The image above (5) shows the “reactor” used in the last failed experiment. The lattice is a type of zeolite “clay” – clinoptiloliet [(Na,K,Ca)2-3Al3(Al,Si)2Si13O36·12H2O] – and the hydrogen atoms are part of water molecules (H2O) that fit the open volumes inside the zeolite. The zeolite powder is mixed with nickel powder to increase the magnetic flux – and hopefully the conductivity too – with the help of a high frequency electric current (skin-effect).

Figure 6 represents the cross-section of figure 5 to show the skin depth δ at the outer side of the nickel-zeolite mixture. Without the nickel powder there is hardly any skin-effect because of the absence of a magnetic flux, although zeolite is a semi-conductor for high frequency alternating currents.

figure 6

The graph in figure 7 shows the size of the skin depth δ for different conductors and frequencies.

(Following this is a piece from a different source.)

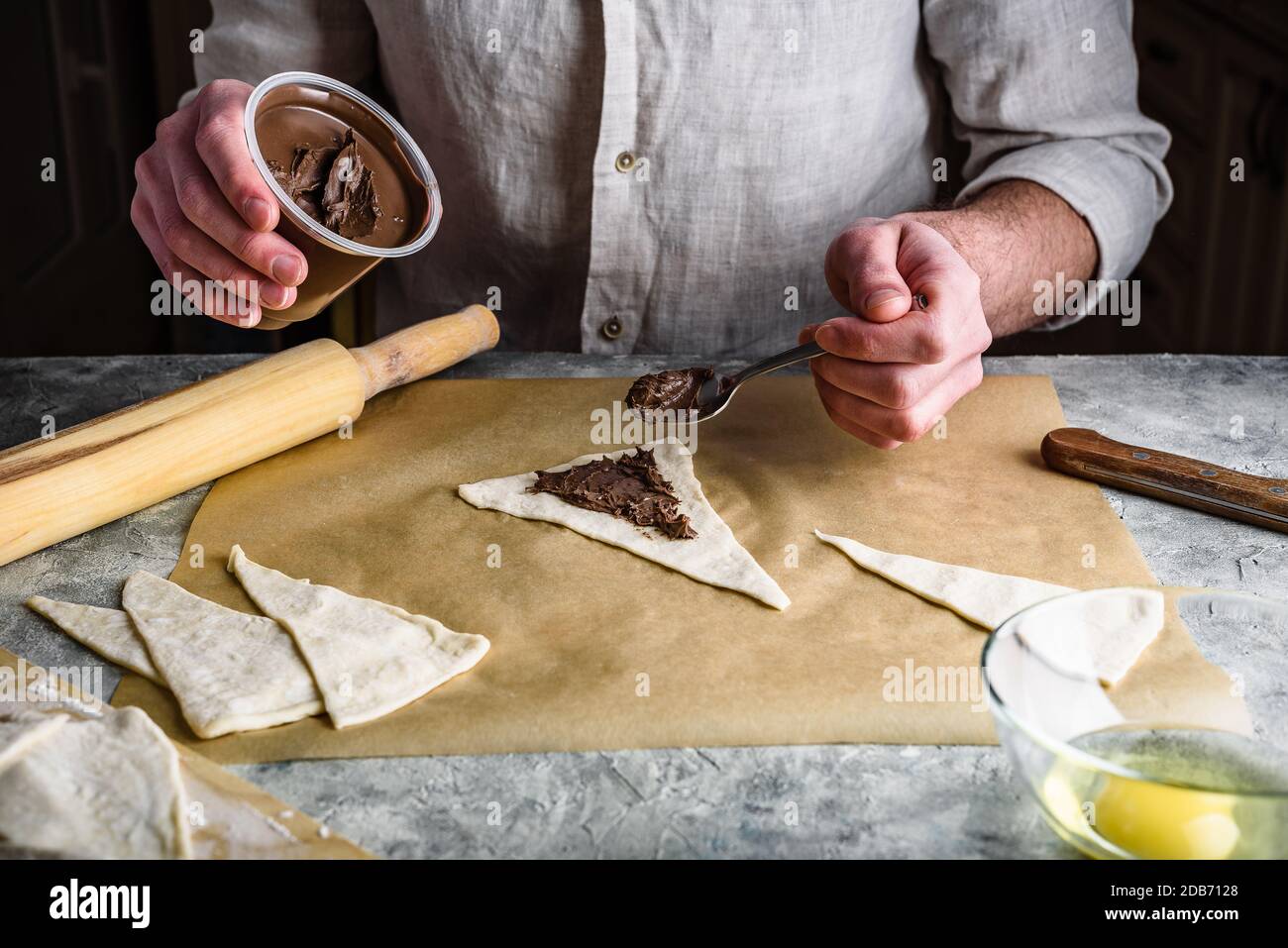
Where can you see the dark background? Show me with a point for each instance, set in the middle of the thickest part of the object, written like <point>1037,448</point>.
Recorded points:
<point>89,80</point>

The frequency of the electric current used in the last failed experiment was 50 kHz (18 Watt transit power with a 0,08 V drop of the electric potential between both ends of the stainless steel thread). The graph shows a skin depth δ of ~ 0,025 mm when the acrylic tube was filled with 100% nickel. However, there was a 4 mm stainless steel 410 thread inside and zeolite powder too (mixture 60% nickel and 40% zeolite). So maybe the skin depth was about 0,05 mm (but probably more).

figure 7

The graph shows the relation between frequency and skin depth. However, increasing the frequency has consequences because of the emitting of electromagnetic waves.

When I want to decrease the skin depth substantial (e.g. from 0,025 mm to 0,0025 mm) I have to increase the frequency to 5 Mhz and now the reactor becomes a source of electromagnetic waves. So I have to decrease the skin depth without increasing the frequency too much. This can be done with the help of a second conductor.

figure 8

The image above (8) shows the influence of the electric current through a single conductor (like the reactor in the first image above). The result is a magnetic flux B (red) that creates circulating Eddy currents (blue), which forces the free electrons to the outside of the conductor.

Figure 9 is the cross section in figure 5 and shows the situation when there are 2 conductors with opposite modulated currents (the second conductor is around the acrylic isolator). Both conductors have a skin depth δ but because of their mutual influence nearly all the magnetic flux B is positioned within the isolator between both conductors (the acrylic tube). The result is a further decrease of the skin depth in comparison to the situation with 1 conductor.

 figure 9

A further improvement of the skin depth – the concentration of free electrons – can be done by changing the dimensions of the parts of the reactor. For example, an outer tube made of nickel, a thin wall of the acrylic tube and the replacement of the 410 steel core by a nickel core.

However, without a positive result I have to conclude that zeolite with enclosed water molecules is not suited to get cold fusion in an easy way.